Operational Expectations
- Manage and prioritise workload effectively in a dynamic environment.
- Participate in on-call rotations and after-hours work as required.
Skills and Experience
Security & Networking
- Minimum 5+ years of experience in a network security role, ideally within an MSSP environment.
- Minimum 5+ years of Hands-on experience with Fortinet, Check Point, Palo Alto, and F5 technologies.
- Strong understanding of routing, switching, IPS/IDS, and micro-segmentation.
- Solid knowledge of TCP, UDP, HTTP, and application behaviour.
- Minimum 5+ years of Experience in designing enterprise Wi-Fi networks including RF planning and site surveys, Aruba wireless controllers.
- Deep Knowledge of Wi-Fi security standards (WPA3-Enterprise, 802.1X, EAP methods).
- Ability to analyse wireless packet captures and troubleshoot RF issues.
Cloud & Automation
- Minimum 2+ years of Experience with Terraform, IaC, and automated deployment pipelines.
- Familiarity with cloud security services across Azure or AWS.
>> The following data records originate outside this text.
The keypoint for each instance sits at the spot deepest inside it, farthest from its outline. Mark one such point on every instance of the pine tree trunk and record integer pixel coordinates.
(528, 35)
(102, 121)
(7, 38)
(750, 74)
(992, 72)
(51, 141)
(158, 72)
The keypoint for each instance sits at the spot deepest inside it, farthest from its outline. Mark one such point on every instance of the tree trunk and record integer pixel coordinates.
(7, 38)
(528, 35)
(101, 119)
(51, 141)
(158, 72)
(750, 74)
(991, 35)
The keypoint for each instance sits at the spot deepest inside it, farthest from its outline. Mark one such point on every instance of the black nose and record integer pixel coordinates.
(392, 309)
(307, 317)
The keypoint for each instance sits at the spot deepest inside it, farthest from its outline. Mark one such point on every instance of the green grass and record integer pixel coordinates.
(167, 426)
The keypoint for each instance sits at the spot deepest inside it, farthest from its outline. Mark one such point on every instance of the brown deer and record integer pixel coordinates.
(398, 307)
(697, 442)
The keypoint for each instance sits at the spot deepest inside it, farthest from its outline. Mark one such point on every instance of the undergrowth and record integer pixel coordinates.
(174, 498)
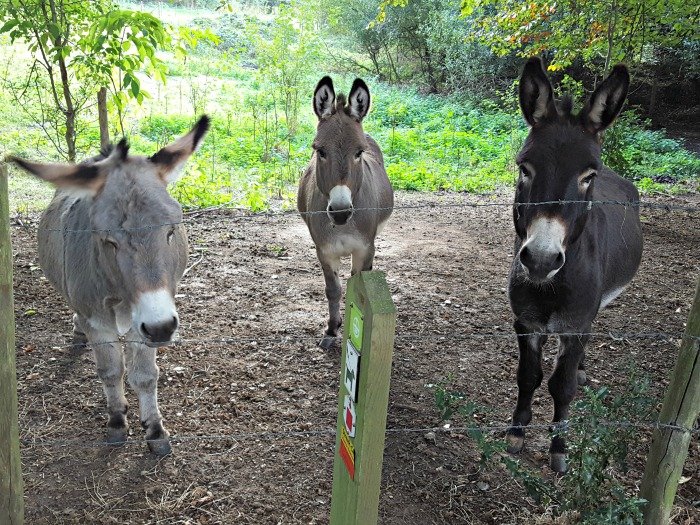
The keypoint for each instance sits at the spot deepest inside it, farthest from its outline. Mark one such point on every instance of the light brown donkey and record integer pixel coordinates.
(345, 196)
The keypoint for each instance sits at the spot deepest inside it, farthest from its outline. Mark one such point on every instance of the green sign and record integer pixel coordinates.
(356, 326)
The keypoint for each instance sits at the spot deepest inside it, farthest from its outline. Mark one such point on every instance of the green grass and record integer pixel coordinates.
(249, 159)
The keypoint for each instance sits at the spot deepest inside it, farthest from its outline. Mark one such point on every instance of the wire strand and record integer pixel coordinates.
(274, 435)
(289, 338)
(284, 213)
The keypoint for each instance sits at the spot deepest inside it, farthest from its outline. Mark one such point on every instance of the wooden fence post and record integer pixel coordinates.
(11, 493)
(669, 448)
(367, 348)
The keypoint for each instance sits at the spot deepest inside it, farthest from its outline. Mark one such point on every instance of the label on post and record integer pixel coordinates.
(347, 452)
(349, 416)
(352, 370)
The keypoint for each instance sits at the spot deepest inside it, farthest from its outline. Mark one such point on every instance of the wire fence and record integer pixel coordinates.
(242, 217)
(400, 338)
(561, 427)
(306, 338)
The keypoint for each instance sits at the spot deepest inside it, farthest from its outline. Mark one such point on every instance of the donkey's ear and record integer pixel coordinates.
(536, 94)
(359, 99)
(72, 176)
(172, 158)
(607, 100)
(324, 98)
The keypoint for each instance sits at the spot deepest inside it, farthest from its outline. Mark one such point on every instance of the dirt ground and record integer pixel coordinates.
(259, 281)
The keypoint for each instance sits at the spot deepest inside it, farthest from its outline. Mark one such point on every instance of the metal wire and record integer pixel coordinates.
(434, 206)
(289, 338)
(275, 435)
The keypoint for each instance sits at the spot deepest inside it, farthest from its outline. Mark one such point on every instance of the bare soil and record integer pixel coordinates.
(258, 281)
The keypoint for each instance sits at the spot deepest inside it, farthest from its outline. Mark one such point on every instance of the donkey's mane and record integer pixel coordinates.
(340, 102)
(565, 112)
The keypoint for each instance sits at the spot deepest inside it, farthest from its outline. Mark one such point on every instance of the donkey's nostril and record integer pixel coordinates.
(340, 216)
(526, 257)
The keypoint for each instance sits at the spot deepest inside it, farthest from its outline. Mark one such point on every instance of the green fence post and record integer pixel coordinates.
(669, 447)
(11, 493)
(367, 348)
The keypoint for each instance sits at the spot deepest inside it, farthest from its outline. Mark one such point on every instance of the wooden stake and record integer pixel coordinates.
(370, 322)
(11, 492)
(669, 448)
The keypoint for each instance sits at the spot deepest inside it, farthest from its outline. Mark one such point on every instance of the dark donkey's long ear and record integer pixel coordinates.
(172, 158)
(606, 101)
(324, 98)
(359, 99)
(77, 176)
(536, 94)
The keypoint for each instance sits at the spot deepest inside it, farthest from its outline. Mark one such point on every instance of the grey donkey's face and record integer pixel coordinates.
(140, 243)
(339, 145)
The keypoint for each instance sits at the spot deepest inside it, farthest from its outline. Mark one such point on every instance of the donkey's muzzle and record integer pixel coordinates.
(541, 266)
(159, 333)
(340, 216)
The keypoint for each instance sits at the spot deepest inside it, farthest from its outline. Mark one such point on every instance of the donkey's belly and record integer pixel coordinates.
(342, 244)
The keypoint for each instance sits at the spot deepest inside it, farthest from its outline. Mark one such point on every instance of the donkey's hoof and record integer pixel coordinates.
(557, 462)
(116, 437)
(327, 341)
(515, 443)
(581, 377)
(160, 447)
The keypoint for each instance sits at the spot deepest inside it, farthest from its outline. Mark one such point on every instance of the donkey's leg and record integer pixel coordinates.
(529, 379)
(362, 260)
(109, 359)
(79, 336)
(142, 374)
(562, 386)
(581, 376)
(331, 264)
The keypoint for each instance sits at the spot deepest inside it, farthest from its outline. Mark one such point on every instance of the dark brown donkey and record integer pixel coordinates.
(571, 260)
(345, 196)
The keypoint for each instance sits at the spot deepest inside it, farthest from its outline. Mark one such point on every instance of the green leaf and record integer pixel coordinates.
(54, 30)
(9, 25)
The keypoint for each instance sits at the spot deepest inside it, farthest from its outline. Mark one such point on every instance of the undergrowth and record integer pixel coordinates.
(598, 433)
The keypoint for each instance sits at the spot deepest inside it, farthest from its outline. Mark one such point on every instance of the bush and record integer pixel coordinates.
(597, 452)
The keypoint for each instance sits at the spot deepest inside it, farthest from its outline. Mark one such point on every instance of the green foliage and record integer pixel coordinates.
(254, 74)
(598, 33)
(647, 156)
(598, 433)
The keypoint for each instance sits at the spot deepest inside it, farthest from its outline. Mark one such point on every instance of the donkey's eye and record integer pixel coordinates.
(587, 179)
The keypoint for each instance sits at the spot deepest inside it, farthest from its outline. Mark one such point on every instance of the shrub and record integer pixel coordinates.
(599, 430)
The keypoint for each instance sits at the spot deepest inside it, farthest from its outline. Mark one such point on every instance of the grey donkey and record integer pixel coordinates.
(113, 244)
(345, 196)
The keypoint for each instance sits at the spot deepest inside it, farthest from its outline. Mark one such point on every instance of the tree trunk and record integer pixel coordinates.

- Experience automating firewall, WAF, proxy, Wi-Fi, or DNS configurations.
AI & Security Analytics
- Exposure to AI/ML tools for firewall optimisation, vulnerability prioritisation, anomaly detection, or log enrichment.
- Ability to integrate AI-driven insights into operational workflows.
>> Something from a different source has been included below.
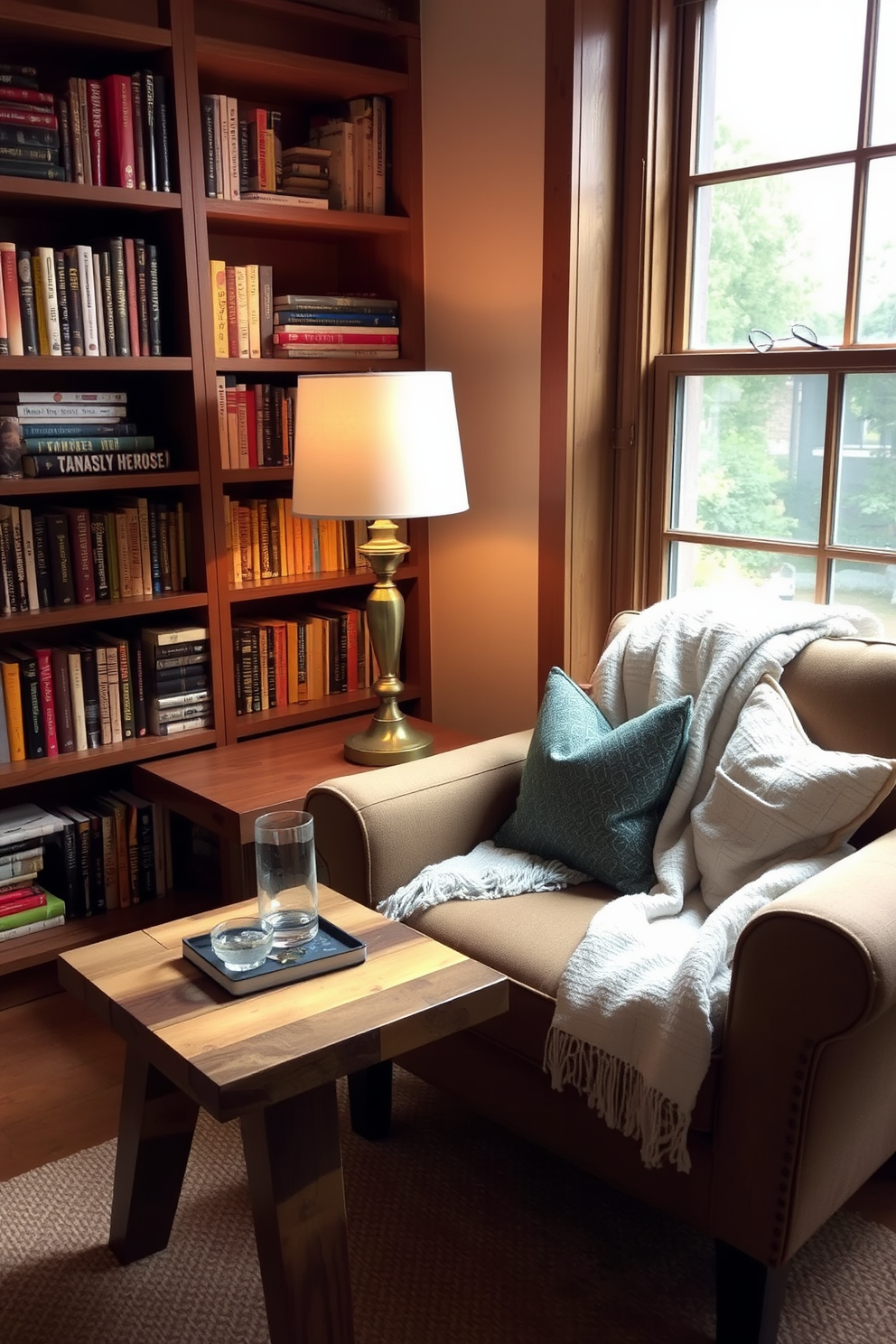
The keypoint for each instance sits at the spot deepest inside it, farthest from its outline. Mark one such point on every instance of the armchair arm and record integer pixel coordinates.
(375, 831)
(807, 1098)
Application Delivery & Proxy Technologies
- Experience with F5/NetScaler or similar ADC technologies.
- Knowledge of load balancing, access management, GSLB, DNS, and advanced WAF.
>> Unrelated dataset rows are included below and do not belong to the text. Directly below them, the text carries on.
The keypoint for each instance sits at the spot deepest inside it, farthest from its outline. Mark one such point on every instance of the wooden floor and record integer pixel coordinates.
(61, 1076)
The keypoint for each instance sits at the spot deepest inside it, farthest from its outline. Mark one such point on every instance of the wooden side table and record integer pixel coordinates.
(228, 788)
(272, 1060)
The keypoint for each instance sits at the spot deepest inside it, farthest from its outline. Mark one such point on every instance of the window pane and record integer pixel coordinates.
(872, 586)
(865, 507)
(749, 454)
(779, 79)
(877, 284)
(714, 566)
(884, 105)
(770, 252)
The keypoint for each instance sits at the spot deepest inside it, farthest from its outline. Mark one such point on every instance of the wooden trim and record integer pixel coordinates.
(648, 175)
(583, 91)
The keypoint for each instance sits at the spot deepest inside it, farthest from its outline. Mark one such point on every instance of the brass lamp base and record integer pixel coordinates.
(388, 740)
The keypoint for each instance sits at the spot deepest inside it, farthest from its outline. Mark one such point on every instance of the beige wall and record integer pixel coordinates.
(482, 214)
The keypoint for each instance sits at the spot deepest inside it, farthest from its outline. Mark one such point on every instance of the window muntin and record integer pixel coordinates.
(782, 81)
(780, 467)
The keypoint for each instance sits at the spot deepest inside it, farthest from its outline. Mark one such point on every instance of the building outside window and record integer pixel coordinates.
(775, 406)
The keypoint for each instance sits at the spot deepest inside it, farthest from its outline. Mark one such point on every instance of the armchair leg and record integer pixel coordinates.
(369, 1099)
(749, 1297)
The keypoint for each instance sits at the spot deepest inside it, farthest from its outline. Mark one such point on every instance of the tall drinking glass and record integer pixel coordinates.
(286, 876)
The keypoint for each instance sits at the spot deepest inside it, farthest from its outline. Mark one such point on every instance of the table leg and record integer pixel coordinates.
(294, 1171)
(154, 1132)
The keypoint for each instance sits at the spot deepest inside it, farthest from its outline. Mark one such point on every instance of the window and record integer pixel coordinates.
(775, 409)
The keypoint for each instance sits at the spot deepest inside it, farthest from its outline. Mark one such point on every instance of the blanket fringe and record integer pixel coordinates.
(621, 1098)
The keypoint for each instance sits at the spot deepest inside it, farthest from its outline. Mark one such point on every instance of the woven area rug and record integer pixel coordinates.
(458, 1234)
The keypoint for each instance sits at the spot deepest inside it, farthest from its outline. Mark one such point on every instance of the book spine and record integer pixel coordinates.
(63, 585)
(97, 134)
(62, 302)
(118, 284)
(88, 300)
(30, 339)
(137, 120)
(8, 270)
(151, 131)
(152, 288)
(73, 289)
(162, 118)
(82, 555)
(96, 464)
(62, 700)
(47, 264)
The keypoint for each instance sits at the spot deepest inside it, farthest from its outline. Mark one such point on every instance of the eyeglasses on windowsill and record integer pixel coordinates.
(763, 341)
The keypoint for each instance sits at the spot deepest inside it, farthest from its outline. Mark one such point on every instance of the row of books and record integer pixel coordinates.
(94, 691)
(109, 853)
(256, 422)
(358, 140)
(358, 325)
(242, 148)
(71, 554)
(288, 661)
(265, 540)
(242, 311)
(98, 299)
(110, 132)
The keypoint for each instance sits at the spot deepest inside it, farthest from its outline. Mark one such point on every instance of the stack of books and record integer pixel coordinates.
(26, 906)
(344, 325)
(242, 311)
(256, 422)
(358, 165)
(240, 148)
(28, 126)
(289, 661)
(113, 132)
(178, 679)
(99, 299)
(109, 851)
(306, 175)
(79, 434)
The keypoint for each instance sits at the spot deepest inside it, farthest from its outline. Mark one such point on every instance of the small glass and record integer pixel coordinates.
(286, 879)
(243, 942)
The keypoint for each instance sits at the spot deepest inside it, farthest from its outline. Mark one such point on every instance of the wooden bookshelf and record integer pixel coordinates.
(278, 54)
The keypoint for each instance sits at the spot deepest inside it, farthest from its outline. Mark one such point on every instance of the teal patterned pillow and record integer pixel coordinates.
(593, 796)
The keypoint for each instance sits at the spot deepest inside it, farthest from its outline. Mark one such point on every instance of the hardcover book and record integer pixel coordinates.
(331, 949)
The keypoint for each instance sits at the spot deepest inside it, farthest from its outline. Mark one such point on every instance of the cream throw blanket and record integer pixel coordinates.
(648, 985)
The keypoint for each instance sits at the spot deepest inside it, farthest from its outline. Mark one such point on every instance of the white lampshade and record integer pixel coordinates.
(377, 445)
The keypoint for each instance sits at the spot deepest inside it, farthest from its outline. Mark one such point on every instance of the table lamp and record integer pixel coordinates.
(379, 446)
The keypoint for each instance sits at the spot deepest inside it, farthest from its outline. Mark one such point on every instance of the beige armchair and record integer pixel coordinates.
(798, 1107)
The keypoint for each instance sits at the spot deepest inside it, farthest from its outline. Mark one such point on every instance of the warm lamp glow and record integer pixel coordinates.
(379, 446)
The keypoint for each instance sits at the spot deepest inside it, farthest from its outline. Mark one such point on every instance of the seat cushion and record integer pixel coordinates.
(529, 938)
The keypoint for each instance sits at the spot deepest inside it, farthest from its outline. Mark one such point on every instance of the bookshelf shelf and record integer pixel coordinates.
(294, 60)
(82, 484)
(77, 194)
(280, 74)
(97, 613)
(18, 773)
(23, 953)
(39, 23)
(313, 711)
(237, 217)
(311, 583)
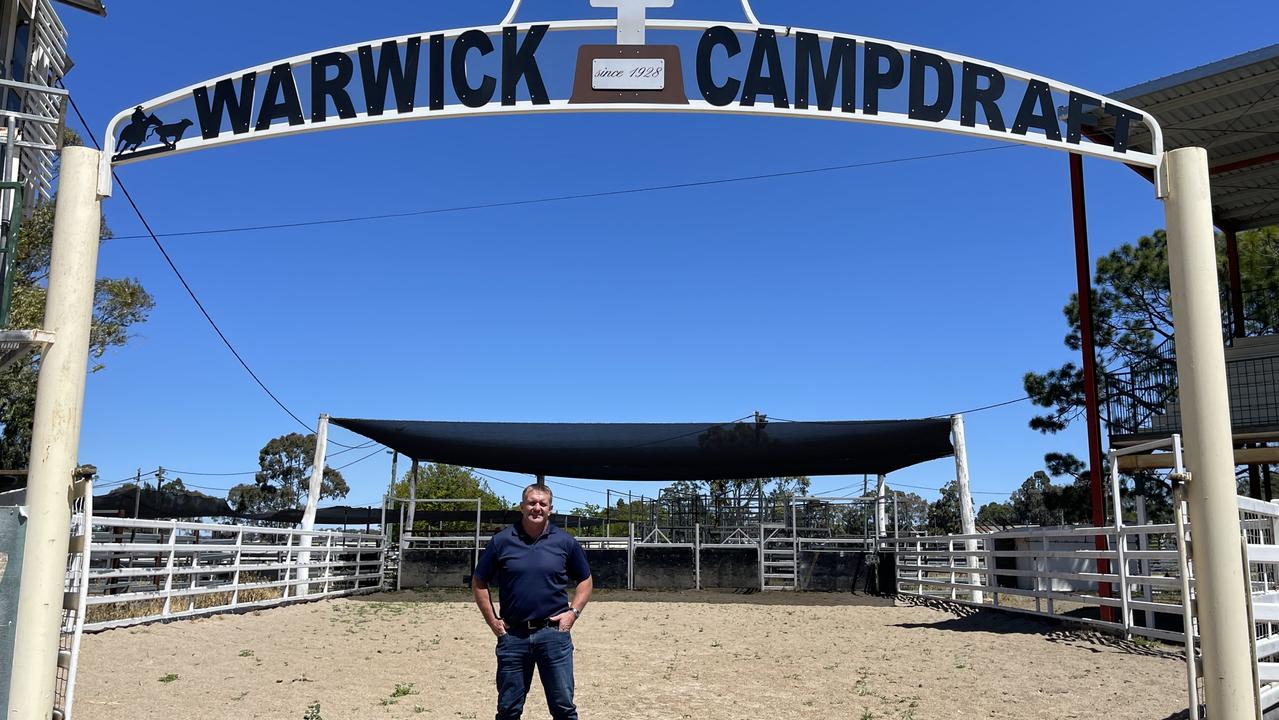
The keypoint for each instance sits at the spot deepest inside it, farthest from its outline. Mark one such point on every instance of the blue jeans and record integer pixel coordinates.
(551, 652)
Certifications Terraform Associate (HashiCorp) – Mandatory
At least two of the following certifications are preferred:
- Fortinet NSE4+, Check Point CCSA/CCSE, or Palo Alto PCNSE
- Azure Security Engineer (AZ-500) or AWS Security Specialty
- Additional beneficial certifications: Aruba ACMA/ACMP, Ekahau Certified Solution Engineer - ECSE (Wi-Fi design and wireless security)
Diversity and Inclusion: Te Kanorau me te Whakawhāiti mai
At Spark, we are constantly looking for ways to build a more inclusive culture. Our vision is for diversity and inclusion to be "how things are done at Spark", embedded into our day-to-day activities, standards, and business practices. We want you to feel totally comfortable bringing your whole self to work regardless of your gender, ethnicity, orientation, age, or ability.
Sustainability: Toitū
Sustainability is a key focus for us. We are dedicated to supporting Aotearoa New Zealand's recovery and economic transformation. The principle of equity is at the very heart of our approach, and we remain committed to working in partnership to make a positive contribution to digital equity in line with our focus on Diversity and Inclusion.
Benefits: Awhina
Our people matter and we make sure we look after them. As a valued employee of Spark, we've got our people covered with a range of leading benefits including:
- Wellbeing - Comprehensive medical insurance, life and income protection. Access to wellbeing coaches, EAP and in-house Specialist Clinical support through our leading Mahi Tahi Wellness programme.
- Hybrid ways of working - for most teams at Spark this means being in the office for 4 days a week, and 1 day being flexible.
- Leave - in addition to four weeks annual leave, we offer purchased leave, enhanced parental leave support and study leave.
- Spark Credit – we provide permanent employees with $120 monthly Spark credit to use on any of our amazing products.
- Spark Share scheme – periodically we offer the opportunity to buy into our share scheme.
- Career development – access to an internal marketplace that connects employees with experiential, on the job learning across Spark.
Due to the nature and urgency of this role, we are only considering applicants that are based in New Zealand with permanent residency, citizenship, or a valid work visa (with at least 18 months remaining).